Shanghai Jiao Tong University, China
Hongjing Dou has completed his Ph.D. at the age of 26 years from Fudan University of China and postdoctoral studies from Queen’s University of Canada. She is currently an Associate Professor of School of Materials Science & Engineering, Shanghai Jiao Tong University, China. She has published more than 35 papers in reputed journals and delivered 10 presentations in material related international conferences.

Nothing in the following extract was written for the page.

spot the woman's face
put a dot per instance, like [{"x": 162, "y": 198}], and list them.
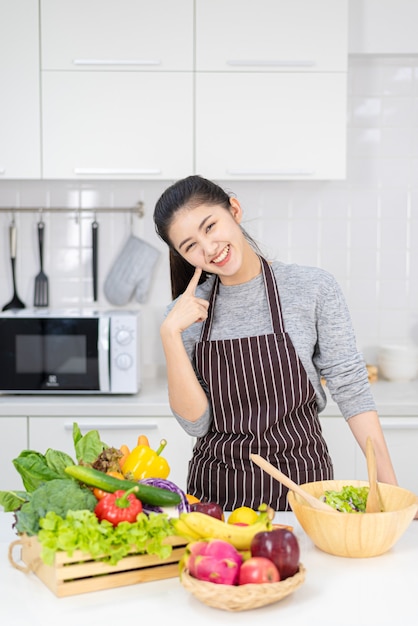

The development of both disease diagnosis and therapeutic treatment requires real-time information from multiple targets, such as genes and proteins, to establish a universal identification of biological entities. Multiplexed biochips, which facilitate parallel target recognition, provide the most promising way to achieve this goal. Among various multiplexed biochips, multiplexed suspension assays of QD (Quantum Dot)-encoded microspheres are highly advantageous. This arises from the excellent fluorescent properties of the QDs incorporated into these microspheres, thus allowing them to serve as “QD barcodes”. QD barcodes can be prepared through various approaches. However, the formulation of improved synthetic techniques that may allow more efficient preparation of QD barcodes with better encoding accuracy still remains a challenge. In this report, we describe a combined membrane emulsification-solvent evaporation (MESE) approach for the efficient preparation of QD barcodes. By combining the advantages of the MESE approach in controlling the barcode sizes with accurate encoding, a three dimensional barcode library that integrates the signals of the FS (Forward Scattering), FL2 (Fluorescence 2), and FL3 (Fluorescence 3) channels was established via flow cytometry. The five indexes of hepatitis B viruses (HBV) were chosen as diagnostic targets to examine the feasibility of the QD barcodes in high throughput diagnosis. On the basis of showing that singleplex detection is feasible, we demonstrate the ability of these QD barcodes to simultaneously and selectively detect a multitude of diverse biomolecular targets.